EIB funds Sunfire for commercial production of solid oxide electrolysers

  • The European Investment Bank (EIB) is teaming up with private investors to support the development of innovative electrolysis technologies needed for Europe`s green transition.
  • It has agreed to support Germany-based Sunfire`s solid oxide electrolysers toward first commercial production with up to €100 million in venture debt, of which €70 million has been signed.

The EIB`s investment is supported by the InvestEU programme, which aims to trigger more than €372 billion in additional investment across Europe until 2027, including in new technologies. In addition, Sunfire secured additional €215million in a Series E equity financing round.

The agreement will support Sunfire develop electrolysers to produce green hydrogen more energy- and cost-effectively for industry processes, replacing the use of fossil fuels in high energy consuming sectors like chemicals and steel.

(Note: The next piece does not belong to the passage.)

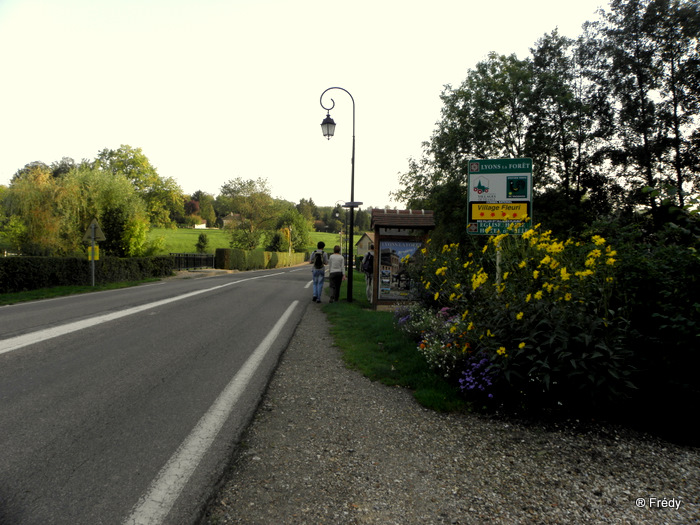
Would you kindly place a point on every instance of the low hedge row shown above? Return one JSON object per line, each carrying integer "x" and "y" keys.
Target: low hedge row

Likely clients would include fertilizer/ammonia or methanol producers, energy majors and steel mills that are seeking to decarbonize their production.

Sunfire, founded in 2010 and based in Dresden, offers a combination of two complementary and differentiated technology platforms. Sunfire`s pressurized alkaline electrolysers are already installed on an industrial scale today. It`s innovative high-temperature solid oxide electrolysers (SOEC) will be a sought-after option in many applications in the future, because of their higher efficiency.

In the further development of solid oxide electrolysers, Sunfire will seek improvements in stack and module design, implementing new materials and optimizing design, as well as automation and new production techniques, to simplify the production-process.

The EIB loan comes in the form of equity-type venture debt, with a guarantee under the InvestEU’s Green Transition window that supports the achievement of the EU’s policy objective of decarbonizing the industry. The EIB venture debt loan is a form of finance that meets the needs of fast-growing, innovative companies. These loans complement venture capital financing, with longer tenors than traditional venture debt, and without further diluting the founder`s shares.